ToString                  ScriptMethod  System.Object ToString();

As you can see, these objects’ members include several properties, which let you stop the service, pause it, and so on. Now. consider that exact same kind of object retrieved, via remoting, from a remote machine:

PS C:\> invoke-command -ComputerName win8 -ScriptBlock { Get-Service } |

>> Get-Member

>> 

   TypeName: Deserialized.System.ServiceProcess.ServiceController

Name                MemberType   Definition

----                ----------   ----------

ToString            Method       string ToString(), string ToString(str...

Name                NoteProperty System.String Name=AeLookupSvc

PSComputerName      NoteProperty System.String PSComputerName=win8

PSShowComputerName  NoteProperty System.Boolean PSShowComputerName=True

RequiredServices    NoteProperty Deserialized.System.ServiceProcess.Ser...
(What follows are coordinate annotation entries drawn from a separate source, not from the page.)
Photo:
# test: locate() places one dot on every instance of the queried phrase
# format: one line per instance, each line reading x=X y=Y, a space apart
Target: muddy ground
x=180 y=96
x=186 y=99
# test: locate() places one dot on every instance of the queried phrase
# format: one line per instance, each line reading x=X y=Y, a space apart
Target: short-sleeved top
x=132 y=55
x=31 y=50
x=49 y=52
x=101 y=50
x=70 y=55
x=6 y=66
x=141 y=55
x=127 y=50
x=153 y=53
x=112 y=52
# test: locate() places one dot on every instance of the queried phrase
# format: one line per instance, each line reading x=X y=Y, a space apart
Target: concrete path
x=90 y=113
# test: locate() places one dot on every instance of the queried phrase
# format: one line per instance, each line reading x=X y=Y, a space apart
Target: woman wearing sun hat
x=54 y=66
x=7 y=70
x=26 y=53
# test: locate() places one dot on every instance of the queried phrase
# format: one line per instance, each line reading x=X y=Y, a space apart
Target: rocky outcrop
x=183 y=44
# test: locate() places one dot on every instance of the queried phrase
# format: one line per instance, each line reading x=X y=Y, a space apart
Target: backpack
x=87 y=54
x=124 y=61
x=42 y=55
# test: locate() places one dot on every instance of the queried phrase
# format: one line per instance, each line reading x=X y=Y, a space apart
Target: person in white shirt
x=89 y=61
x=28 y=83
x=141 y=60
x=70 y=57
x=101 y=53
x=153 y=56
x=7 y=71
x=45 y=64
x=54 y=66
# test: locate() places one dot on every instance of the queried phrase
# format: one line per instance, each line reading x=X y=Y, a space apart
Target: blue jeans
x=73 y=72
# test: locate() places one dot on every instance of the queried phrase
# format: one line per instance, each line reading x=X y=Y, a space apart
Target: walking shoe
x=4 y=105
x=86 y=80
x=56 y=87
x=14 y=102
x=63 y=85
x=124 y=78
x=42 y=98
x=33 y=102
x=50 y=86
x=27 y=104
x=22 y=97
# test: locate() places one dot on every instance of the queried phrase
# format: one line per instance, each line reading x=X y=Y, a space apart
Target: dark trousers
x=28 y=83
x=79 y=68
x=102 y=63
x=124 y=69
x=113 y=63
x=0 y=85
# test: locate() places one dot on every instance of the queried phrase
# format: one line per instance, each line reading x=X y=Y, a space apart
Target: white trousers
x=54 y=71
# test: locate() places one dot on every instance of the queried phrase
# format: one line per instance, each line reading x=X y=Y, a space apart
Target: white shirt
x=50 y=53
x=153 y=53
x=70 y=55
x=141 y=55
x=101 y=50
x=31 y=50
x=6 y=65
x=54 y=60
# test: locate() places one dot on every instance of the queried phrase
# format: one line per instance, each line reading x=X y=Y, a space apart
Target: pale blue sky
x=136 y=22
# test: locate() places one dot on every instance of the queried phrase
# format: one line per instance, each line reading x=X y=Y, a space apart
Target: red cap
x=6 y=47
RunspaceId          NoteProperty System.Guid RunspaceId=00e784f7-6c27-4...

CanPauseAndContinue Property     System.Boolean {get;set;}

CanShutdown         Property     System.Boolean {get;set;}

CanStop             Property     System.Boolean {get;set;}

Container           Property      {get;set;}

DependentServices   Property     Deserialized.System.ServiceProcess.Ser...

DisplayName         Property     System.String {get;set;}

MachineName         Property     System.String {get;set;}

ServiceHandle       Property     System.String {get;set;}

ServiceName         Property     System.String {get;set;}

ServicesDependedOn  Property     Deserialized.System.ServiceProcess.Ser...

ServiceType         Property     System.String {get;set;}

Site                Property      {get;set;}

Status              Property     System.String {get;set;}

The methods (excepting the universal ToString() method) are gone. That’s because you’re looking at a deserialized version of the object (it says so right in the TypeName at the top of the output), and the methods are stripped off. Essentially, you’re getting a read-only, static version of the object.

This isn’t necessarily a downside, as serialization and the removal of methods don’t occur until the remote commands finish executing and their output is being packaged for transmission. The objects are still “live” objects when they’re on the remote computer, so you simply have to start them, stop them, pause them, or whatever on the remote machine. In other words, any “actions” you need to take need to be part of the command you send to the remote machine for execution.